Неделю назад, месье, за мной прислала миссис Уортон, англичанка; ее старшая дочь выходит замуж, и кто-то из богатых родственников преподнес ей фату и платье из дорогого старинного кружева – если верить его хозяйке, этот наряд стоит так же дорого, как драгоценные камни, – но ему требовалась починка, которую поручили мне. Работать пришлось в доме у заказчиц, потом им понадобилось закончить несколько вышивок, так что дел набралось на целую неделю. Пока я работала, мисс Уортон часто заходила ко мне, и миссис Уортон тоже заглядывала; с ними я беседовала по-английски, они стали расспрашивать, как я научилась так хорошо говорить на этом языке, потом – что я еще знаю, какие книги прочла; вскоре они уже смотрели на меня как на диковину, несомненно, считая на редкость образованной для девушки, занимающейся починкой кружев. Однажды миссис Уортон привела ко мне какую-то даму из Парижа – видимо, чтобы проверить мои познания во французском; вероятно, предстоящая свадьба настроила мать и дочь на добродушный лад и вызвала желание сыпать благодеяниями налево и направо, вдобавок обе доброжелательны по натуре, в итоге они сочли мое желание заниматься чем-нибудь посерьезнее починки кружев вполне законным, однажды усадили меня в экипаж и отвезли к миссис Д., директрисе первой в Брюсселе английской школы. Оказалось, ей как раз нужна француженка, которая вела бы уроки географии, истории, грамматики и словесности на французском языке. Миссис Уортон дала мне прекрасные рекомендации, и поскольку две ее младших дочери учатся в этой школе, это покровительство обеспечило мне место учительницы в ней. Мне предстоит вести шесть часов занятий ежедневно (к счастью, проживать при школе не требуется: было бы очень жаль расставаться с прежним домом), а миссис Д. – платить мне за это тысячу двести франков в год.

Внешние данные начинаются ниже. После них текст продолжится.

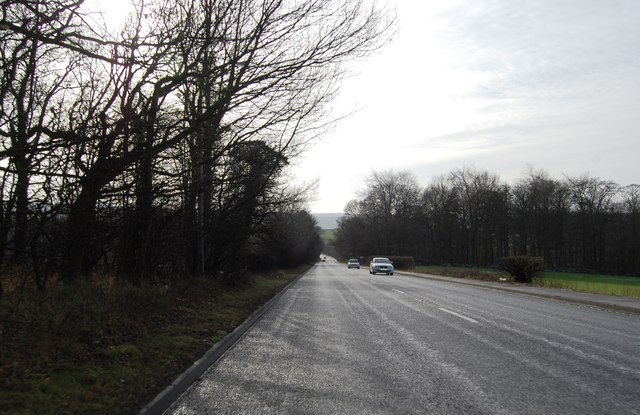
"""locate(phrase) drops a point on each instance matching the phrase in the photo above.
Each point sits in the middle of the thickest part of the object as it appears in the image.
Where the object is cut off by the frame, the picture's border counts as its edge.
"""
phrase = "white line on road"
(458, 315)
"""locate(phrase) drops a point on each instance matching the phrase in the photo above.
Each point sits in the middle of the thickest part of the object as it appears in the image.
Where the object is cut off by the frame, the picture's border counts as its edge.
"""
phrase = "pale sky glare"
(500, 85)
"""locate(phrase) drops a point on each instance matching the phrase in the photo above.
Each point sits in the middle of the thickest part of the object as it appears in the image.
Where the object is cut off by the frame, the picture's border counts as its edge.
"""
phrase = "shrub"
(522, 268)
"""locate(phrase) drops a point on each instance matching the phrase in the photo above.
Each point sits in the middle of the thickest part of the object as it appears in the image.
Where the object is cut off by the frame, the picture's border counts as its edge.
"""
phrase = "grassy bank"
(594, 283)
(111, 350)
(483, 274)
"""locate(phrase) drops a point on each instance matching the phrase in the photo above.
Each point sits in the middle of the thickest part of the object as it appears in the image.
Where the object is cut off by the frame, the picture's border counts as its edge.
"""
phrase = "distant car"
(382, 265)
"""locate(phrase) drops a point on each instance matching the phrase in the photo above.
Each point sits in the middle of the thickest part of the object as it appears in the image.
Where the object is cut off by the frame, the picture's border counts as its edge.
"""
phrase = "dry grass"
(107, 349)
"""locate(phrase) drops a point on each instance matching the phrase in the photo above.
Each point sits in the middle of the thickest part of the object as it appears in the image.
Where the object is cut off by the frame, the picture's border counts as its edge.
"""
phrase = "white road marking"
(459, 315)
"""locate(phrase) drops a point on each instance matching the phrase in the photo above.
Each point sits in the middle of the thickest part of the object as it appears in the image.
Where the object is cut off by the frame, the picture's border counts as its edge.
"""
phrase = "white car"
(382, 265)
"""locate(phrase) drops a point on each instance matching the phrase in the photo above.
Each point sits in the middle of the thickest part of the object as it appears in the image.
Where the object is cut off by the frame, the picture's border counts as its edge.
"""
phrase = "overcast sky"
(500, 85)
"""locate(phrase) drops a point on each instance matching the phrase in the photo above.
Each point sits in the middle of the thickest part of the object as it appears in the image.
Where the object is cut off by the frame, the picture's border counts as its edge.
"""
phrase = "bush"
(522, 268)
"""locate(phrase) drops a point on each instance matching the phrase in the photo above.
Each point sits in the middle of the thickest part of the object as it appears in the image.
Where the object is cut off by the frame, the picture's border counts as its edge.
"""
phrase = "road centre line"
(458, 315)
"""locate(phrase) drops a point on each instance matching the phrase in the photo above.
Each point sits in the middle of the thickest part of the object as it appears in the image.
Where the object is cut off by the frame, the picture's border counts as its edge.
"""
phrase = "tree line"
(163, 149)
(472, 217)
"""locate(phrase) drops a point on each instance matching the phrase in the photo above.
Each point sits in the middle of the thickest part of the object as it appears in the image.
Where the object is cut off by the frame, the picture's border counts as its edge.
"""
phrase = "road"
(344, 342)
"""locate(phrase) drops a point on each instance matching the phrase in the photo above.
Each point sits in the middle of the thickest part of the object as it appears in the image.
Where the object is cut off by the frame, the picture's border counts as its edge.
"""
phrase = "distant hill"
(327, 220)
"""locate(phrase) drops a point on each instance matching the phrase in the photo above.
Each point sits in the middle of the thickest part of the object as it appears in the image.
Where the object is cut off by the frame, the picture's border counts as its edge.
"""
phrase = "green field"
(595, 283)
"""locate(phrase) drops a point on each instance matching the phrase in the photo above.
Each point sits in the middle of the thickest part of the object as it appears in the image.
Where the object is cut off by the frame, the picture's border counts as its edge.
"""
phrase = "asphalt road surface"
(345, 342)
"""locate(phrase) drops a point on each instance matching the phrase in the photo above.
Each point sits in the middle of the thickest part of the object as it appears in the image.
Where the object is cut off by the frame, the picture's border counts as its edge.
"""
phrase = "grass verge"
(623, 286)
(111, 350)
(483, 274)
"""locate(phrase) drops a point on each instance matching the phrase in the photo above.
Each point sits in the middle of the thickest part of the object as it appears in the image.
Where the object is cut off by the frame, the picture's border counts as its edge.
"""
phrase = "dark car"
(382, 265)
(353, 263)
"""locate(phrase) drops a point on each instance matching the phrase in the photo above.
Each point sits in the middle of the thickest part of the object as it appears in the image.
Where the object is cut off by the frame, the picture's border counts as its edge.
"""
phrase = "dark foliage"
(523, 269)
(471, 217)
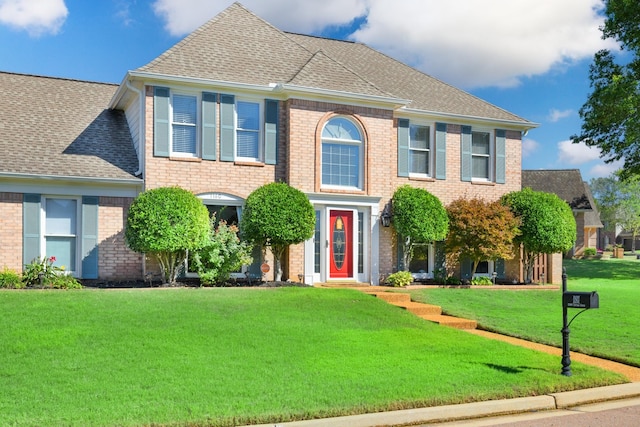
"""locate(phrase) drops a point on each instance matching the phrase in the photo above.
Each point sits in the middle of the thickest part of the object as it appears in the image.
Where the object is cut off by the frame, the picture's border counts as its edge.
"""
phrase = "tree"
(277, 215)
(610, 114)
(418, 217)
(618, 202)
(167, 222)
(223, 254)
(547, 224)
(480, 231)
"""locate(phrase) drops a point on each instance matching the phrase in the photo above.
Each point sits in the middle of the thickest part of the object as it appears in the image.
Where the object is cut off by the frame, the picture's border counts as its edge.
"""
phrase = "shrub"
(481, 281)
(589, 251)
(10, 279)
(223, 254)
(400, 279)
(42, 273)
(167, 222)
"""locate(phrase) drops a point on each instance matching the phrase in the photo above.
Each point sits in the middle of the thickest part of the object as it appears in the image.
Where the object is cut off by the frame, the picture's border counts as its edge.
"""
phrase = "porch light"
(385, 219)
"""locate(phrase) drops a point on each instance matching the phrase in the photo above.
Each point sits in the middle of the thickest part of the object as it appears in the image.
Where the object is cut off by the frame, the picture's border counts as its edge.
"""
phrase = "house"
(569, 186)
(237, 104)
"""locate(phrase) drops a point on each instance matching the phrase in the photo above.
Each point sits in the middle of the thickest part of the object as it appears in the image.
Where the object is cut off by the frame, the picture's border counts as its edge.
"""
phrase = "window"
(342, 154)
(419, 150)
(60, 231)
(184, 125)
(248, 130)
(480, 155)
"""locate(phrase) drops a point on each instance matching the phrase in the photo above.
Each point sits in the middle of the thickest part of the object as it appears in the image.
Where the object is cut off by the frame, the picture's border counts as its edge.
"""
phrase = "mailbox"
(580, 300)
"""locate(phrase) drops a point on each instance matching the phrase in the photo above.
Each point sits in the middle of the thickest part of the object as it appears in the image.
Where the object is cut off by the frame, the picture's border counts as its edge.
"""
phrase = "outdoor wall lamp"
(385, 218)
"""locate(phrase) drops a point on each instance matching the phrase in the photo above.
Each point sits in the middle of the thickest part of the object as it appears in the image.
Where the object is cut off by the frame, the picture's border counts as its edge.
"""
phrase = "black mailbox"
(580, 299)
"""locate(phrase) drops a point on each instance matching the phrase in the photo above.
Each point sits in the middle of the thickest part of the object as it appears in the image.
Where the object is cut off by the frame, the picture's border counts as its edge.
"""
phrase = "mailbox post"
(583, 300)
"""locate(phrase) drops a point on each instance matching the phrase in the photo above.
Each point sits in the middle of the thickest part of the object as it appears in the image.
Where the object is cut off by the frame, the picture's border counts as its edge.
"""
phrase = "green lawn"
(231, 356)
(610, 331)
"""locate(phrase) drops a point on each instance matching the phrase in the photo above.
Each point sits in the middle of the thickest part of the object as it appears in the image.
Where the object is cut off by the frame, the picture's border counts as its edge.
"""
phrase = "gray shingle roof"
(569, 186)
(238, 46)
(61, 127)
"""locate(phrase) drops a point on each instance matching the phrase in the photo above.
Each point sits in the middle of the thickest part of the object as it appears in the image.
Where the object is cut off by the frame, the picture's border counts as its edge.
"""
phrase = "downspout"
(141, 129)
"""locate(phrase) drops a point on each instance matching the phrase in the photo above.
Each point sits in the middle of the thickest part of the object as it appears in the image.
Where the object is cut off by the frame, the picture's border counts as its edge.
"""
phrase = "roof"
(60, 127)
(569, 186)
(237, 46)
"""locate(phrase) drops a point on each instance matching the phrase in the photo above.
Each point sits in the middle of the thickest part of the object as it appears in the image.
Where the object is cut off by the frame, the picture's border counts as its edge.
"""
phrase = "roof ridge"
(69, 79)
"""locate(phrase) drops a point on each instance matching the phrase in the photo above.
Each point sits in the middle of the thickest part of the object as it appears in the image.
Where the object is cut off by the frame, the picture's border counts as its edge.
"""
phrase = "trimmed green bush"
(400, 279)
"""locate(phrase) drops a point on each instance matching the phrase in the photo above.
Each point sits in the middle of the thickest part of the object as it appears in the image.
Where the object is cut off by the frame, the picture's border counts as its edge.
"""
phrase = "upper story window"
(214, 126)
(184, 125)
(483, 155)
(342, 153)
(422, 153)
(480, 155)
(248, 130)
(419, 150)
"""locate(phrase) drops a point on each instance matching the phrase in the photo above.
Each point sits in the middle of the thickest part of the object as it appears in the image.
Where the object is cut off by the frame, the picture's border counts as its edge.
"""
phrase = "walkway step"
(420, 309)
(453, 322)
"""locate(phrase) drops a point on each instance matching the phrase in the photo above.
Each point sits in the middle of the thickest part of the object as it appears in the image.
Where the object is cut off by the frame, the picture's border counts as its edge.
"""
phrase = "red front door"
(341, 244)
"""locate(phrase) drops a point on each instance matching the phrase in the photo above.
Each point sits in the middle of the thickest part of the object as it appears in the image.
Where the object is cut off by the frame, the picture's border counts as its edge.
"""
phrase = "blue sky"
(530, 57)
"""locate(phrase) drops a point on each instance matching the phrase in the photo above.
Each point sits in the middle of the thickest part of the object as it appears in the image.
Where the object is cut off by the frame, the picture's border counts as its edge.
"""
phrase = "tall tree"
(481, 231)
(547, 224)
(277, 215)
(610, 115)
(418, 217)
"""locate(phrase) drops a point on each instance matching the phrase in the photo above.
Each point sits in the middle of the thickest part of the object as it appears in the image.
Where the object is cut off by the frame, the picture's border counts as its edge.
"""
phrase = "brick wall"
(11, 231)
(115, 260)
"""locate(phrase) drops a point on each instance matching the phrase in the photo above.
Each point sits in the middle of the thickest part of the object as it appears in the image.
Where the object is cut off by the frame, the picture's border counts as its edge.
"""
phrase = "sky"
(529, 57)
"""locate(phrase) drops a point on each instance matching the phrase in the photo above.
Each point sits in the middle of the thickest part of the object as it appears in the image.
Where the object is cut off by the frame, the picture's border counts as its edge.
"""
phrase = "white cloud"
(309, 16)
(529, 146)
(37, 17)
(576, 154)
(467, 43)
(556, 115)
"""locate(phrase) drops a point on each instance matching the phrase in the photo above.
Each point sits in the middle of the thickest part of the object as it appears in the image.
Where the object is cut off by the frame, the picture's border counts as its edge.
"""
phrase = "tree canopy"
(167, 222)
(610, 115)
(480, 231)
(418, 217)
(547, 224)
(277, 215)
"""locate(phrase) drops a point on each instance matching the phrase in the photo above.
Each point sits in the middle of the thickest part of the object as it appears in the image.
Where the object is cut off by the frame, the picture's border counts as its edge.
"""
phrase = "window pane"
(184, 139)
(184, 109)
(247, 144)
(341, 128)
(248, 115)
(60, 217)
(480, 143)
(64, 249)
(420, 261)
(340, 165)
(419, 137)
(481, 167)
(419, 162)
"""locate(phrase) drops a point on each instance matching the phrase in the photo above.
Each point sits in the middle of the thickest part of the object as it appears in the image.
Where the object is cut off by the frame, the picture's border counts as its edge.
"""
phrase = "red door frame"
(340, 244)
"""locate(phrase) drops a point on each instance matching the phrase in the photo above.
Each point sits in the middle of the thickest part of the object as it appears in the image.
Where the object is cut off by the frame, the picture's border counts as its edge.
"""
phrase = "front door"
(340, 244)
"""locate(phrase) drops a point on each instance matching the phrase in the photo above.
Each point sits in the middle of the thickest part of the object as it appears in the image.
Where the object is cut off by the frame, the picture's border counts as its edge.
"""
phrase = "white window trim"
(198, 124)
(260, 131)
(351, 142)
(78, 236)
(491, 156)
(430, 165)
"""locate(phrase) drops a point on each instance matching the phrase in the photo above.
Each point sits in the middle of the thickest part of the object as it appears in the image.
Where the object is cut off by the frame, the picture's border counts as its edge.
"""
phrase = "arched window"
(342, 154)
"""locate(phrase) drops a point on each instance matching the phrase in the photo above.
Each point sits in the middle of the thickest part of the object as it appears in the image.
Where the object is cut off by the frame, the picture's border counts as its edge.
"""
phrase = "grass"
(610, 331)
(220, 357)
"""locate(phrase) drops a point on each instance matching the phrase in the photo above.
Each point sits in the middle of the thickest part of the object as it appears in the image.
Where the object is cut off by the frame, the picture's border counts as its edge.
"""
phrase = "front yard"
(232, 356)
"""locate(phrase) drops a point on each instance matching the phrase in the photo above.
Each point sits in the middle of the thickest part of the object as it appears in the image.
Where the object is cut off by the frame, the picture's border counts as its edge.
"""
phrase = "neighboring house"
(569, 186)
(237, 104)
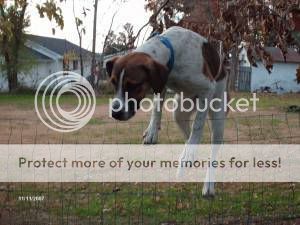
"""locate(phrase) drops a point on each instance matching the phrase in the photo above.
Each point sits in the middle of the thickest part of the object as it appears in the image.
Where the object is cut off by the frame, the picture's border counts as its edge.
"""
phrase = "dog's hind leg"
(182, 116)
(151, 133)
(217, 116)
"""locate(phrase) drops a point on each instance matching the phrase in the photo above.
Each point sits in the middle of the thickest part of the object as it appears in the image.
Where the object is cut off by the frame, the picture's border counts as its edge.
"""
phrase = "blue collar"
(165, 41)
(169, 45)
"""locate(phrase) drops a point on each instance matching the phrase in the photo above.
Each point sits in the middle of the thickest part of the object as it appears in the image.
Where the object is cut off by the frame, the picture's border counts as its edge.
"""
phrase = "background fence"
(167, 203)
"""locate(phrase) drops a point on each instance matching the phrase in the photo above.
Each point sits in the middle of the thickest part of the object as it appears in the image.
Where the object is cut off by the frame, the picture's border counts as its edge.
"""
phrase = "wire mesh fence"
(151, 203)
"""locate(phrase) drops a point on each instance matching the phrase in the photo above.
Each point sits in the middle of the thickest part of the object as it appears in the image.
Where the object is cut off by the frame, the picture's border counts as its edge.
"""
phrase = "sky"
(132, 11)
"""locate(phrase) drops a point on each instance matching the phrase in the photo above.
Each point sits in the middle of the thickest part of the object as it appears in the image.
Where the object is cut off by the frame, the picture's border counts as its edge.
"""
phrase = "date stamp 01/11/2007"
(28, 198)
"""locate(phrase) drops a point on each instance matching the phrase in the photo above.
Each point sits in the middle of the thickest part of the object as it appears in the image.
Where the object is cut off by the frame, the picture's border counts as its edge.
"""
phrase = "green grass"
(271, 101)
(175, 202)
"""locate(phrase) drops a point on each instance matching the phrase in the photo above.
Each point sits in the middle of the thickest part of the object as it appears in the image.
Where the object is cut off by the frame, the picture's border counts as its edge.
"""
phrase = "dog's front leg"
(151, 133)
(191, 146)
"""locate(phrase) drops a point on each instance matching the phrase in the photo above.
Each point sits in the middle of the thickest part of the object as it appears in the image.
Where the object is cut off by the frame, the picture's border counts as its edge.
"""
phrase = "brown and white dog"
(197, 72)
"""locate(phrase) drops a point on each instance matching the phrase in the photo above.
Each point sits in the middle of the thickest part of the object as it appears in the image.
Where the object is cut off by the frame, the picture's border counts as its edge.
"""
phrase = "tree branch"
(154, 16)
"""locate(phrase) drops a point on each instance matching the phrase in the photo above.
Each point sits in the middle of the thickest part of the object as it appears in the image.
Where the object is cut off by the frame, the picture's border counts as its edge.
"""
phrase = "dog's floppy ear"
(110, 65)
(158, 76)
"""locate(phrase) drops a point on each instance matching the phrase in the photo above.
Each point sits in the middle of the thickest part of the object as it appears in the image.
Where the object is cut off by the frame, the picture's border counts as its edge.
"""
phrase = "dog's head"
(133, 76)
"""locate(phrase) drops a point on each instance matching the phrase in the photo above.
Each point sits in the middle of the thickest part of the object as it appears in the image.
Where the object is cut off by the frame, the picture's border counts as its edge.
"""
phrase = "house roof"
(57, 45)
(292, 56)
(35, 54)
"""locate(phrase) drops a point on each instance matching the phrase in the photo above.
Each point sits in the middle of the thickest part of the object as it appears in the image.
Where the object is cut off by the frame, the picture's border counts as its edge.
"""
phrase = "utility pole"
(94, 40)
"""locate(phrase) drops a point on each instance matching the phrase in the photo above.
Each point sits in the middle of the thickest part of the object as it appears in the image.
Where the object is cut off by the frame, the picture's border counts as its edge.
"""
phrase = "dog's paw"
(208, 190)
(150, 136)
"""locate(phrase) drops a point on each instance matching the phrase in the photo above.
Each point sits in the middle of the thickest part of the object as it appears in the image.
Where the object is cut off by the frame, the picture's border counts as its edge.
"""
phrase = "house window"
(75, 64)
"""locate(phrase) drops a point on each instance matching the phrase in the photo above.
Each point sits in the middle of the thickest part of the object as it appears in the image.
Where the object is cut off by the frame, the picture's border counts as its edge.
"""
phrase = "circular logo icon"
(47, 101)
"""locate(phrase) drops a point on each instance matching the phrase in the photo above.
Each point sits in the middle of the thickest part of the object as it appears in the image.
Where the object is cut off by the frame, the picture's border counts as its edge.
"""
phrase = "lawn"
(138, 203)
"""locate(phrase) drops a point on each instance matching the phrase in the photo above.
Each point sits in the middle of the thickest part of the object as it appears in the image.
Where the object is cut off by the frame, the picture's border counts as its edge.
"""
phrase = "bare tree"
(80, 31)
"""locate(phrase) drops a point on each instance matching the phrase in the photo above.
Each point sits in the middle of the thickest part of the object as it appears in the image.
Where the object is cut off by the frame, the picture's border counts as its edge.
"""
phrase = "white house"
(283, 77)
(46, 56)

Как видите, месье, теперь я богата, о таком богатстве я и не мечтала; я благодарна судьбе за этот поворот, тем более что от постоянной работы с тонким кружевом у меня уже начинает портиться зрение, я устала засиживаться с шитьем за полночь и не иметь возможности ни читать, ни учиться. Я уже начинала бояться, что заболею и не смогу себя обеспечивать, но теперь этот страх отчасти рассеялся, и сказать по правде, месье, я так благодарна Богу за утешение, что мне просто необходимо поделиться своей радостью с тем, кто настолько добросердечен, что даже чужая удача радует его. Как видите, я не устояла перед соблазном написать Вам, убедив саму себя, что это мне в радость, а Вам мое письмо не доставит неприятностей, разве что слегка утомит. Прошу, не сердитесь на многословие и незамысловатость выражений преданной Вам ученицы,
Ф.Э. Анри».
Прочитав это письмо, я несколько минут обдумывал его содержание – потом напишу, какие чувства я при этом испытывал, – после чего взялся за первое. Оно было надписано незнакомым почерком, мелким и довольно аккуратным, не мужским, но и не женским; печать украшал оттиск герба, из которого я сделал только один вывод – что это не герб Сикомов, значит, письмо прислал не кто-нибудь из моих почти забытых и наверняка забывших меня родственников-аристократов. Тогда кто же? Я вскрыл письмо и прочел:
* * *
«Ничуть не сомневаюсь, что Вы недурно устроились в тучной Фландрии, вероятно, питаясь от щедрот ее жирной земли, что Вы восседаете этаким черноволосым, смуглым и носатым израильтянином у сосудов египетских или же отщепенцем, сыном Левииным, возле медных котлов святилища, то и дело погружая в них освященную острогу и вылавливая из моря похлебки самую жирную «грудь потрясания» и самое мясистое «плечо возношения». Я точно знаю это, потому что никто в Англии не получает от Вас писем. Неблагодарный Вы пес! Мои превосходные рекомендации обеспечили Вам место, где Вы теперь катаетесь как сыр в масле, и в ответ – ни слова благодарности или признательности! Но я уже собираюсь проведать Вас, и, слегка обременив свои прокисшие аристократические мозги, Вы наверняка сообразите, какого рода взбучку, уже уложенную в саквояж, я везу Вам, чтобы преподнести сразу по прибытии.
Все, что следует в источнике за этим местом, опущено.